Building bioenergy in commercial Canada
June 18, 2012
By Andrew Macklin
June 18, 2012 - Reducing a building's carbon footprint is a trend that is rapidly gaining steam in Canada, and many builders are looking to renewable energy sources to help meet their sustainability objectives.
June 18, 2012 – Canadian contractors, architects and consultants have begun exploring the use of alternative energies for use in modern building project nationwide. As builders continue to look for ways to reduce their carbon footprint during construction, many are turning to renewable energy resources, including biomass, to help meet their sustainability objectives.
At the Canadian Green Building Council conference and trade show, held at the Metro Toronto Conventional Centre in mid-June, industry experts explored new ideas for creating buildings and communities that are environmentally sustainable. That meant discussing a variety of sustainable practices that have been used in buildings and evaluating their cost-effectiveness.
Blair McCarry of Perkins & Will led a presentation that focused on the potential energy sources that could be used to assist building projects in becoming carbon neutral, such as biomass, waste-to-energy, biogases, deep geothermal, solar, wind, run-of-the-river and micro hydro. Each of these sources, when incorporated into the energy used by the structure upon completion, can help to achieve a carbon neutral site.
The Centre for Interactive Research on Sustainability in Vancouver, B.C. was completed in 2011 with the release of 525 tonnes of carbon emissions through the use of materials like glass, concrete and aluminum. However, on that same project, a total of 600 tonnes were sequestered through the use of wood products. Solar panels were built into the skylight and roof, and wood beams were left exposed. These features helped to create a site that was beyond carbon neutral, a guideline that McCarry expressed the need to continue to strive for in modern construction practices.
In the re-development of the Edmonton airport lands, Perkins and Will are incorporating the use of district heating. Excess heat from industrial sites will be piped into the district heating system benefitting two hospitals, City Hall, a shopping mall and a nearby college. By adapting alternative energy usage into the re-development, the net carbon reduction over the next 20 years is estimated at 3.2 million tonnes.
While discussing the need to incorporate district heating alternatives into modern building practices, McCarry commented that it is up to the municipalities to set higher expectations for energy efficiency in new projects. He cited that alternative energy could be added to design zoning guidelines within each municipality and set higher demands for energy use compliance as part of their expectations for new permit applications. McCarry says that a decision must be made: do what’s right for environmental sustainability or provide a set of minimal standards to make a project as cheap as possible. It’s a change in culture that also comes, in part, by separating Canadian building standards from American building standards by demanding gold and platinum LEED quality buildings.

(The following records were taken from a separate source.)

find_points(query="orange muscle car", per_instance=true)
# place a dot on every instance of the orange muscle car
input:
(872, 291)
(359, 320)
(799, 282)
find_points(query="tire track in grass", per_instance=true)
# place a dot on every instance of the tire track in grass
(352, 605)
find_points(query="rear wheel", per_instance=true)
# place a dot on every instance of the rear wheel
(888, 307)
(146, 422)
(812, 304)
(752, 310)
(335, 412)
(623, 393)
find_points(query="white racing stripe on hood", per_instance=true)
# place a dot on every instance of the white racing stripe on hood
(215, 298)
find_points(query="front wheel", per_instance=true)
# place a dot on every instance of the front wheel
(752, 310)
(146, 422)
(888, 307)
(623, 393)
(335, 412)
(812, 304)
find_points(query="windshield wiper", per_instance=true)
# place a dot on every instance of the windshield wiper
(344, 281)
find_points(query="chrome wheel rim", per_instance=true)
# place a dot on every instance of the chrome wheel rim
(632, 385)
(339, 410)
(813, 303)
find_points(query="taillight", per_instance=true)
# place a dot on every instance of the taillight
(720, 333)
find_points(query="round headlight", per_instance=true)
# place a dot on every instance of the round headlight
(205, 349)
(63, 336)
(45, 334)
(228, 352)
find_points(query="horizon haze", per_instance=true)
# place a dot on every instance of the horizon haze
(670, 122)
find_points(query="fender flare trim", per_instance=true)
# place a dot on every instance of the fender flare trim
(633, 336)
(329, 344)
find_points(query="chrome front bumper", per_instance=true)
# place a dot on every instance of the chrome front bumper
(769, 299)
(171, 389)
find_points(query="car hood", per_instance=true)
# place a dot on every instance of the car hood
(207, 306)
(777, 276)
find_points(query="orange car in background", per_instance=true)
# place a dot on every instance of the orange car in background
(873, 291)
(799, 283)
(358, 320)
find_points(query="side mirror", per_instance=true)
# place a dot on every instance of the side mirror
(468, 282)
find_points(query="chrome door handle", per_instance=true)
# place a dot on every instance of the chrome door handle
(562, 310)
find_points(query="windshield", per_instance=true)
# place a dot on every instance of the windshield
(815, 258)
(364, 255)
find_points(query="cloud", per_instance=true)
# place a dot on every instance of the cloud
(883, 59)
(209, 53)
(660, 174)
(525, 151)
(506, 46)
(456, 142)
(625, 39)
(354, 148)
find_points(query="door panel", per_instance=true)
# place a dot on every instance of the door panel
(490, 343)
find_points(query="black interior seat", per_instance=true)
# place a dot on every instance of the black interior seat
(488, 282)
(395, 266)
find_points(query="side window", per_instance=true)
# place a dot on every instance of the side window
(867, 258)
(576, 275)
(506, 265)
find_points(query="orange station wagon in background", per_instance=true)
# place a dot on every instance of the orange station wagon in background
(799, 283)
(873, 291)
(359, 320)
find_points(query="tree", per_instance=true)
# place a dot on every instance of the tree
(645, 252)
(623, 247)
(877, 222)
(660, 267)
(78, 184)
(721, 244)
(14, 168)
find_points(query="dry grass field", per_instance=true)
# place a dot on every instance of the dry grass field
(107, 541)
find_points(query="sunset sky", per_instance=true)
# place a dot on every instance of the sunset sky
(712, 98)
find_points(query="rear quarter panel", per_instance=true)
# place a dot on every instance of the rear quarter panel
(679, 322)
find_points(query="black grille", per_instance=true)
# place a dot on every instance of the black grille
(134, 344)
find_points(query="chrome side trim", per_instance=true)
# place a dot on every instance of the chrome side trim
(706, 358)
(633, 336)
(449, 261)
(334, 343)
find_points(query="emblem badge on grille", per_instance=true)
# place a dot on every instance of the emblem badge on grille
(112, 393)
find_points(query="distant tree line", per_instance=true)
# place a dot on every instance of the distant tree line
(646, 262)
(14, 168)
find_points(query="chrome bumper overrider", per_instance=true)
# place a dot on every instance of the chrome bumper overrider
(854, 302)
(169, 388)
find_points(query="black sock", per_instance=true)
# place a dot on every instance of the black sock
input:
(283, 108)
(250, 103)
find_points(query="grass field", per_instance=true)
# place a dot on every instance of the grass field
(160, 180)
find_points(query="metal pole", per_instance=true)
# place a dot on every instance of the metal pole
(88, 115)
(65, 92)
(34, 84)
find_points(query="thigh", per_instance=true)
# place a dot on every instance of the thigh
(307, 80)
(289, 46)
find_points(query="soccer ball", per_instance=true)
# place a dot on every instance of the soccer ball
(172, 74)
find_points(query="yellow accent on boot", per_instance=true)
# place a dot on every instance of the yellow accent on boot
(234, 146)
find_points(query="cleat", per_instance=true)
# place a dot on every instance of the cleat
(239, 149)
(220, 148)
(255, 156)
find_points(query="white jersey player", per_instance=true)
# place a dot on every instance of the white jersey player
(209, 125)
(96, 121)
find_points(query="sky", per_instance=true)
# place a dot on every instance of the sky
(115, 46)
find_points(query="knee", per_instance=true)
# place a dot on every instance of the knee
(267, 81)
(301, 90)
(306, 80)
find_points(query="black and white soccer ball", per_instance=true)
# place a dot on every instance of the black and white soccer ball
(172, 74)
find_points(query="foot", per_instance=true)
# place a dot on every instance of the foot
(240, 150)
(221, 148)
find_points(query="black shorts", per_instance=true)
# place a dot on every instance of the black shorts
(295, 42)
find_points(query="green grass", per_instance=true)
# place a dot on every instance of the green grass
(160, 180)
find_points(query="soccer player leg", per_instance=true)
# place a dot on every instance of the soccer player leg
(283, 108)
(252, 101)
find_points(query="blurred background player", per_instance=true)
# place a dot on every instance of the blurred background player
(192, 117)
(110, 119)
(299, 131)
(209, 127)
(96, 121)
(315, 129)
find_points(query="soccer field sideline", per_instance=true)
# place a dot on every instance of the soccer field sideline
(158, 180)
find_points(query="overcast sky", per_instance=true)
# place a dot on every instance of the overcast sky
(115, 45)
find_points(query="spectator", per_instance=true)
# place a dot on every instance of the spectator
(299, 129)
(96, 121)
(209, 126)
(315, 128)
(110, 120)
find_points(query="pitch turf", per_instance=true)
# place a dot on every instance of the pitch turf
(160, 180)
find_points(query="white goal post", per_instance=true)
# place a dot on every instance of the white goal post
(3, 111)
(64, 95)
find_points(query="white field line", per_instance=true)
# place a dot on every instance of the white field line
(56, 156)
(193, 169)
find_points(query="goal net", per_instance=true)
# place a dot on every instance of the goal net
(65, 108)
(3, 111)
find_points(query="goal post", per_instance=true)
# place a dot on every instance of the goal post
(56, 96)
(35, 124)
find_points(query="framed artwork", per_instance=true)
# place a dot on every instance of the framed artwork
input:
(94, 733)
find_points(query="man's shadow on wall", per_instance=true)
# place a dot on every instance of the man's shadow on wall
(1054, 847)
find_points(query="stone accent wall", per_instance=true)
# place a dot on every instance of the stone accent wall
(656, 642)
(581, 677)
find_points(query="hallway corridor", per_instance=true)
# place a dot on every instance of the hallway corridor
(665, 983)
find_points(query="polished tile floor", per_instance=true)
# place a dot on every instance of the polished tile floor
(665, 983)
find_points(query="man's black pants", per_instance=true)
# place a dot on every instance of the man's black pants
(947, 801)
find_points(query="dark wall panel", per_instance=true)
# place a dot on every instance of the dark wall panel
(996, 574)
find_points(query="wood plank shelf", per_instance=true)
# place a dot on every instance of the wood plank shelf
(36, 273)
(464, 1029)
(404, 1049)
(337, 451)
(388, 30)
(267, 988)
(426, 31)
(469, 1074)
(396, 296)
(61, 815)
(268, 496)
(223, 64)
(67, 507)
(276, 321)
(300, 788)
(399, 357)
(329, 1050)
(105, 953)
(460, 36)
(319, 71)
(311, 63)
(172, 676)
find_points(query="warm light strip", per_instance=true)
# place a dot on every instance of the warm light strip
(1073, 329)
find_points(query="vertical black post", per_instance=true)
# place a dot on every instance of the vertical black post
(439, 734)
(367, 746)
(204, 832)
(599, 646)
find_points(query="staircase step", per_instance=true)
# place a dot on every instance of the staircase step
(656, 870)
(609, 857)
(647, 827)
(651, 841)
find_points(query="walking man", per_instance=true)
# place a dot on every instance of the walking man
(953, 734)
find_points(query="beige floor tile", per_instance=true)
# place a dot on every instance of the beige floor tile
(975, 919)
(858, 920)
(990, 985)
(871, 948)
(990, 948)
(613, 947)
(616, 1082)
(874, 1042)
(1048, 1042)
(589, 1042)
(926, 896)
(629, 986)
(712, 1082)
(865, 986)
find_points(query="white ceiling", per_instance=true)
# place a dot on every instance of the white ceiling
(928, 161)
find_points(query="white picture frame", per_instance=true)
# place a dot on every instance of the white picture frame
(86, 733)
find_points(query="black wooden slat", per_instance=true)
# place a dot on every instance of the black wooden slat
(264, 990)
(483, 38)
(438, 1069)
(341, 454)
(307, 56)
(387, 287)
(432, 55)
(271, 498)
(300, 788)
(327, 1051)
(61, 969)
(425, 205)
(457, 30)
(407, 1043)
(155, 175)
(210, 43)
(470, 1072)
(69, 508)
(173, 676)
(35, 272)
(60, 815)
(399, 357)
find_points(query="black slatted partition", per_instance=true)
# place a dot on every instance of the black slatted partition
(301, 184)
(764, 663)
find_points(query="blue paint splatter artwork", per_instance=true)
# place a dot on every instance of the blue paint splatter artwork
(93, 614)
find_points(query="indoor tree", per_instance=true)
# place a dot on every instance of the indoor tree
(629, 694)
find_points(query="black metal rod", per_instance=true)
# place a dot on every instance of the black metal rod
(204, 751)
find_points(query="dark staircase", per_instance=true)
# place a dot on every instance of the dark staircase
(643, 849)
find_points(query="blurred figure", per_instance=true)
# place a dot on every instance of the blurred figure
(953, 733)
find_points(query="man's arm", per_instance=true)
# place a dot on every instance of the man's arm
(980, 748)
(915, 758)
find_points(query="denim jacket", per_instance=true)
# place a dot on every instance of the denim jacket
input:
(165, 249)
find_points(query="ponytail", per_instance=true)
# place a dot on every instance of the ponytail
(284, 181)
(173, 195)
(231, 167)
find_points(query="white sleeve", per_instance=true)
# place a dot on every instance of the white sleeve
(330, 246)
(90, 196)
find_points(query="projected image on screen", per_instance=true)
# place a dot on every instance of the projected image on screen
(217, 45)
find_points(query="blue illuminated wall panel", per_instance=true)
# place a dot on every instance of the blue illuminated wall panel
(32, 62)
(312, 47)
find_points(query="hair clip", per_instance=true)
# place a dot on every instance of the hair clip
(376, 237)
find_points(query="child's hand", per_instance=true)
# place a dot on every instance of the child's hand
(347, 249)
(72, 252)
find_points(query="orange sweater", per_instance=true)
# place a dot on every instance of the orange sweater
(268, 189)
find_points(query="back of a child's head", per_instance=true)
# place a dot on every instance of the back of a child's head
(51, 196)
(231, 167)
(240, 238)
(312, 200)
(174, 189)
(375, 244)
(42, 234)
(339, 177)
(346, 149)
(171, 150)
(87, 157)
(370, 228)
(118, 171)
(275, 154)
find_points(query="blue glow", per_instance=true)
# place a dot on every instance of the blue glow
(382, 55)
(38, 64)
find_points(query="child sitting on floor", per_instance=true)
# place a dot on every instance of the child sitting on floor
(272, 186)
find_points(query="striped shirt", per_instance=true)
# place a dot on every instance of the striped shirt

On the trade show floor, several companies were buzzing about the incorporation of district heating and biomass into current projects. One representative from a leading firm in Toronto mentioned that there has been a noticeable increase in the number of inquiries made into the feasibility of district heating or alternative energy resources within the building design. There is also a push from organizations like the Canada Wood Council, who are lobbying to have the Building Code of Canada altered to allow wood buildings of up to 10 storeys high in Canada. The CWC was distributing copies of its 2012 Reference Guide for wood use in low-rise educational buildings in Ontario as an example of the quality of work that has been done using wood products.
The push for increasing Canadian building standards brings a desire to produce projects that are carbon neutral and environmentally fiendly. If this happens, it could help to push for a widespread use of sustainable resources, including biomass, on all sectors of our nation’s energy grid.